Non, non ; ne dites pas que je suis ici. Ne dites rien. Je suis perdu si vous me dénoncez.

Jacques

Papa ne vous dénoncera pas. N’ayez pas peur. Attendez-nous. Viens vite, Paul, apportons à manger à ce pauvre homme. »

Avant que l’étranger eût eu le temps de renouveler sa prière, les deux frères étaient disparus en courant. Le malheureux se laissa tomber ; il fit un geste de désespoir.

« Perdu ! perdu ! dit-il. On va venir, et je n’ai plus de forces pour me relever. Mon Dieu ! mon Dieu ! ayez pitié de moi ! Après m’avoir sauvé de tant de dangers, ne me laissez pas retomber dans les mains de mes cruels bourreaux. Mon Dieu, ma bonne sainte Vierge, protégez-moi ! »

Il serra, contre son cœur une petite croix de bois, la porta à ses lèvres, pria et attendit.

Quelques minutes à peine s’étaient écoulées, qu’il entendit marcher, parler, et qu’il vit les deux enfants, accompagnés d’un homme qui avançait à grands pas ; les enfants couraient.

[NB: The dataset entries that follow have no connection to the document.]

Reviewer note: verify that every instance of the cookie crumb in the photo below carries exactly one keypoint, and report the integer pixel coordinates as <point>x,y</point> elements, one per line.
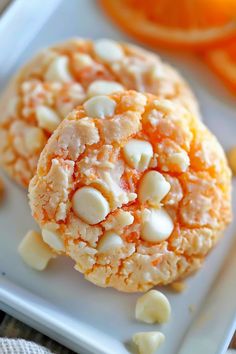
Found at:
<point>231,155</point>
<point>178,286</point>
<point>148,342</point>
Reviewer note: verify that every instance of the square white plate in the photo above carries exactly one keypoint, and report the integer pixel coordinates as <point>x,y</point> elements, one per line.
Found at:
<point>59,302</point>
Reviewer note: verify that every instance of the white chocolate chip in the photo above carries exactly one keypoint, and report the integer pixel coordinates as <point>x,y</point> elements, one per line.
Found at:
<point>153,307</point>
<point>180,159</point>
<point>82,60</point>
<point>34,252</point>
<point>35,139</point>
<point>100,107</point>
<point>148,342</point>
<point>47,118</point>
<point>153,188</point>
<point>138,154</point>
<point>90,205</point>
<point>108,50</point>
<point>52,238</point>
<point>157,225</point>
<point>109,240</point>
<point>58,70</point>
<point>102,87</point>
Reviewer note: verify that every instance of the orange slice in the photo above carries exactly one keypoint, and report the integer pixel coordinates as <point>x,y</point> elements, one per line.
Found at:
<point>223,62</point>
<point>191,24</point>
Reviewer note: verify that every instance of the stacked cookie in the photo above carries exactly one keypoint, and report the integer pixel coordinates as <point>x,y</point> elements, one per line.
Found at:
<point>127,181</point>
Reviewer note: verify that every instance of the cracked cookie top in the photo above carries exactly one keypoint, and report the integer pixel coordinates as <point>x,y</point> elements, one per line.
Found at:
<point>133,188</point>
<point>63,76</point>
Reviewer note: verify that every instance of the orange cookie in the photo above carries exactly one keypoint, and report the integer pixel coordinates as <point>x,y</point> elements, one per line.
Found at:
<point>60,78</point>
<point>134,189</point>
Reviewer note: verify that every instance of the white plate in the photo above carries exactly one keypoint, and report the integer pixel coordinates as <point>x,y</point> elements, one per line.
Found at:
<point>59,302</point>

Dérigny, car c’était lui, approcha, et, avant de parler, il versa un verre de vin, qu’il fit avaler à l’infortuné, mourant de besoin ; ensuite il lui fit boire une tasse de bouillon encore chaud, dans lequel il avait fait tremper une tranche de pain. L’inconnu mangeait avec avidité ; ses regards exprimaient la reconnaissance et la joie.